Algumas limitações e pontos de atenção (dependem do ambiente):

  • Overhead: criptografia, autenticação e encapsulamento podem aumentar tamanho/complexidade dos pacotes e impactar desempenho.
  • Dependência de compatibilidade: se endpoints não suportarem os mesmos modos, algoritmos ou parâmetros, a conexão pode falhar.
  • Integração com rede real: NAT, firewalls e regras de filtragem podem afetar o tráfego encapsulado. Mesmo quando IPsec está “certo”, políticas de rede podem impedir o tráfego protegido.
  • Não substitui medidas locais: IPsec protege tráfego em trânsito, mas não elimina a necessidade de manter sistemas atualizados, controlar acessos e reduzir superfície de ataque.

Um ponto importante: dizer que “IPsec protege suas atividades online” é verdade em cenários em que ele está efetivamente aplicado ao tráfego relevante e negociado com sucesso. Se a política não cobre o que você usa, você não tem a proteção onde imaginava.

Diferenças comuns: IPsec e criptografia “por aplicação”

É útil comparar por objetivo. IPsec protege comunicações de rede. Já outras abordagens (como criptografia em nível de aplicação) protegem um fluxo específico, geralmente com mais contexto sobre o protocolo da aplicação.

Isso afeta escolhas práticas:

  • Se o seu foco é proteger tráfego IP entre pontos (por exemplo, rede a rede), IPsec costuma ser considerado.
  • Se o foco é proteger um serviço específico, soluções no nível da aplicação podem ser mais diretas.

Não existe “sempre melhor”: a escolha depende do que você quer proteger e de como sua infraestrutura funciona.

Verificações práticas: como confirmar se está funcionando

Sem depender de marcas ou produtos específicos, você pode usar checagens gerais:

  • Confirme se a política cobre o tráfego: verifique se a regra seleciona exatamente os destinos/portas/protocolos esperados.
  • Observe sinais de negociação/estabelecimento: quando a conexão IPsec falha, é comum existir indicação em logs do sistema (por exemplo, mensagens sobre falha de negociação ou ausência de associação).
  • Verifique portas/protocolos permitidos no firewall: redes intermediárias podem bloquear o tráfego necessário para IPsec.
  • Faça testes controlados: tente acessar um recurso específico e compare comportamento quando IPsec está ativo vs. quando não está (em um ambiente de testes).
  • Checagens de integridade: em falhas de integridade ou autenticação, o tráfego pode ser descartado.
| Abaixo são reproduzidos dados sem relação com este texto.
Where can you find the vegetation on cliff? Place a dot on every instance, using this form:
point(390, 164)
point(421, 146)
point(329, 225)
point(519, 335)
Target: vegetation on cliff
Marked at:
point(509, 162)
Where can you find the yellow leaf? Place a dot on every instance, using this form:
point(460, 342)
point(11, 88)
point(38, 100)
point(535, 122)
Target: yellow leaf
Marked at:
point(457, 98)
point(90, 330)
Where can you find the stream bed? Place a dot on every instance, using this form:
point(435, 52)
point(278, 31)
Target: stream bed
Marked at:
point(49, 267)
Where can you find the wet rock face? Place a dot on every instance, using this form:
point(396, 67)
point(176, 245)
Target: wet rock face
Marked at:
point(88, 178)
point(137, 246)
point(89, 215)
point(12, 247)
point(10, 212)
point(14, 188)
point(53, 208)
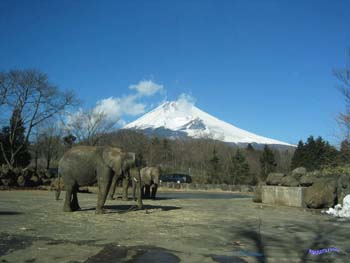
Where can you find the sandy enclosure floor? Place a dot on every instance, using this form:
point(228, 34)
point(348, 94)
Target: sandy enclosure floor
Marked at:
point(33, 228)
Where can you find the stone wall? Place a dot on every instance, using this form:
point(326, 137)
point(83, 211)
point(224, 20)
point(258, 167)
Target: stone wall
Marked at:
point(208, 187)
point(281, 195)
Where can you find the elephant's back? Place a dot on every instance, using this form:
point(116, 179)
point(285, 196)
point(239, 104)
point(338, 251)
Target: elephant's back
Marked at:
point(79, 165)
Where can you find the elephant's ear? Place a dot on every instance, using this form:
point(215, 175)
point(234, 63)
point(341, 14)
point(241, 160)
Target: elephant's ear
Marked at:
point(132, 156)
point(112, 157)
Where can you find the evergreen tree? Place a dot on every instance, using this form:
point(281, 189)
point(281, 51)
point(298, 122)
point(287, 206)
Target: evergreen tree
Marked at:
point(240, 168)
point(344, 154)
point(250, 148)
point(314, 154)
point(214, 168)
point(267, 162)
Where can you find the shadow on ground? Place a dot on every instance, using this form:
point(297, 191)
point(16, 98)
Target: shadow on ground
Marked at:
point(144, 254)
point(128, 208)
point(9, 213)
point(319, 240)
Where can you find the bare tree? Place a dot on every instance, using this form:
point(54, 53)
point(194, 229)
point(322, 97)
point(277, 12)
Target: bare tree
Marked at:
point(49, 145)
point(343, 118)
point(89, 126)
point(35, 100)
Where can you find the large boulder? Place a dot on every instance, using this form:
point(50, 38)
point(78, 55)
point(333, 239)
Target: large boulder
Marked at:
point(22, 181)
point(308, 179)
point(275, 178)
point(343, 187)
point(257, 198)
point(322, 194)
point(298, 172)
point(54, 184)
point(289, 181)
point(35, 180)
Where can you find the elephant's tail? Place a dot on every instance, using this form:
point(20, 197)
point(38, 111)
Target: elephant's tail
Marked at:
point(58, 188)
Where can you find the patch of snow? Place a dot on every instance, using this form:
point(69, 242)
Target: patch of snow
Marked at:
point(339, 210)
point(197, 124)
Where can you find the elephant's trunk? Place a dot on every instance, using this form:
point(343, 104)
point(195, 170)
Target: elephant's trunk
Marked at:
point(58, 189)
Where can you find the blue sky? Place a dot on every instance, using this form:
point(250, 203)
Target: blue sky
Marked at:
point(264, 66)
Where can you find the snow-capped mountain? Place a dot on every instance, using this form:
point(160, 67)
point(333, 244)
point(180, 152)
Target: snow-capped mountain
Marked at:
point(180, 118)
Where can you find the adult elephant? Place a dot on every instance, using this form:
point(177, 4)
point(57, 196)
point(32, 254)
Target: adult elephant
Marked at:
point(149, 181)
point(84, 165)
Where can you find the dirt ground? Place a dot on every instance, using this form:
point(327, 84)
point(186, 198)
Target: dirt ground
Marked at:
point(196, 228)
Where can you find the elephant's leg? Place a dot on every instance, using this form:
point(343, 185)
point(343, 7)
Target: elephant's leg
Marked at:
point(67, 202)
point(143, 191)
point(154, 191)
point(75, 203)
point(147, 191)
point(104, 183)
point(134, 185)
point(113, 187)
point(139, 195)
point(125, 189)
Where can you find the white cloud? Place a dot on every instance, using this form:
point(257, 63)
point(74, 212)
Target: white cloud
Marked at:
point(147, 88)
point(115, 108)
point(130, 105)
point(185, 102)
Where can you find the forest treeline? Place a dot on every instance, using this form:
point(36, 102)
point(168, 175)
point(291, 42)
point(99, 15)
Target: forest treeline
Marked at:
point(33, 135)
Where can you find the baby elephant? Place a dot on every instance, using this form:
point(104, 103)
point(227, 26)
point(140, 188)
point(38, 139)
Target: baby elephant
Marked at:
point(149, 181)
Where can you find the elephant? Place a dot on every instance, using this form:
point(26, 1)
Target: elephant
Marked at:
point(149, 182)
point(84, 165)
point(125, 180)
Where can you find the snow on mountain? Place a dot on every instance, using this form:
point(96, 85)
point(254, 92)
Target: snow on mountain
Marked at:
point(188, 119)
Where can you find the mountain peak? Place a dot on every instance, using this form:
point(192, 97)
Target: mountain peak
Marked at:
point(185, 118)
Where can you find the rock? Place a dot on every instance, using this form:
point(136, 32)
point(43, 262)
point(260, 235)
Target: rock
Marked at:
point(257, 198)
point(322, 194)
point(298, 172)
point(308, 179)
point(275, 178)
point(343, 187)
point(22, 181)
point(290, 181)
point(54, 184)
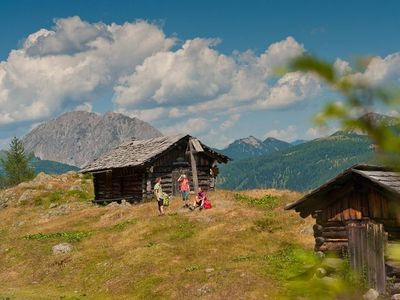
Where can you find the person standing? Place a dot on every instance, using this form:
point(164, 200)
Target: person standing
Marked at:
point(184, 187)
point(159, 196)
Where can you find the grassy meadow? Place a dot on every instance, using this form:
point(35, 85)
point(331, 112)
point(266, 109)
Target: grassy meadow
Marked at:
point(245, 247)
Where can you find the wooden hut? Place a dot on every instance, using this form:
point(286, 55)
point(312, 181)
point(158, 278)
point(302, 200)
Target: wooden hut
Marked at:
point(356, 214)
point(128, 171)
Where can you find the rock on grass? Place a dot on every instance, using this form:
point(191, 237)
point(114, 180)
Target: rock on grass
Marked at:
point(62, 248)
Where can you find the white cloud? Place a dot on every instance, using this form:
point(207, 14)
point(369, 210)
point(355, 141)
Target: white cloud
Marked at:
point(190, 86)
point(84, 107)
point(320, 131)
point(70, 64)
point(381, 70)
point(193, 126)
point(287, 134)
point(342, 66)
point(230, 122)
point(292, 88)
point(200, 78)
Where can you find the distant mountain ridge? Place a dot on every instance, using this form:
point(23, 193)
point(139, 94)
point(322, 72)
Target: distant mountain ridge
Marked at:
point(302, 167)
point(251, 146)
point(76, 138)
point(46, 166)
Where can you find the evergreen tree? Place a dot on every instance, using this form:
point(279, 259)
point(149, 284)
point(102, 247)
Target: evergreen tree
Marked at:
point(16, 164)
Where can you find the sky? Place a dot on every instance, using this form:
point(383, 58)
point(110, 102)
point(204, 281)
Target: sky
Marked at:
point(207, 68)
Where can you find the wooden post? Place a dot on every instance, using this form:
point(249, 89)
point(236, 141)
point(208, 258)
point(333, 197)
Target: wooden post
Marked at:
point(194, 167)
point(366, 252)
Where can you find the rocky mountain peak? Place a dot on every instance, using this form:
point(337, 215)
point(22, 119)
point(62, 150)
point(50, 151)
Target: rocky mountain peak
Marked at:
point(78, 137)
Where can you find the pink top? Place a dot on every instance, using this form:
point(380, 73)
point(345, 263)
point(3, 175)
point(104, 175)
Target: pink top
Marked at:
point(184, 184)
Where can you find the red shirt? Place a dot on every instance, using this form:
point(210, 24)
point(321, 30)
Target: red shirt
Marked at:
point(184, 184)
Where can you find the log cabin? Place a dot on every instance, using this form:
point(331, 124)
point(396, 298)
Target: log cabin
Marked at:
point(357, 215)
point(129, 170)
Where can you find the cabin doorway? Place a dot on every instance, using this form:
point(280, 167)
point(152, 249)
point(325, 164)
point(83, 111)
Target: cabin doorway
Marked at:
point(175, 183)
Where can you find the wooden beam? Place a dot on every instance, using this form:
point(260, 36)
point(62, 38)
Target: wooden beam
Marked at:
point(194, 167)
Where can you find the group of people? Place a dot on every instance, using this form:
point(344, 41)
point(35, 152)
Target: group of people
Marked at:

Isso costuma aparecer em logs.

Se você não tiver como “ver” a criptografia (por definição ela não deve ficar legível), o caminho mais realista é confirmar que:

  1. as políticas existem;
  2. as associações foram estabelecidas;
  3. o tráfego esperado está sendo coberto;
  4. não há rejeições nos logs.

Conceitos relacionados para não confundir

Alguns termos aparecem sempre ao estudar IPsec:

  • Confidencialidade vs. integridade: criptografia não é a mesma coisa que garantir que o conteúdo não foi alterado.
  • Autenticação: ajuda a reduzir risco de adulteração e de certas classes de ataques, mas a confiança final depende do modelo de chaves/credenciais.
  • Associação de segurança: parâmetros “do que” está protegido e “como”. Se isso não é criado para o fluxo certo, o tráfego não recebe a proteção.

Com esses conceitos em mente, fica mais fácil interpretar logs, decisões de firewall e escolhas de modo.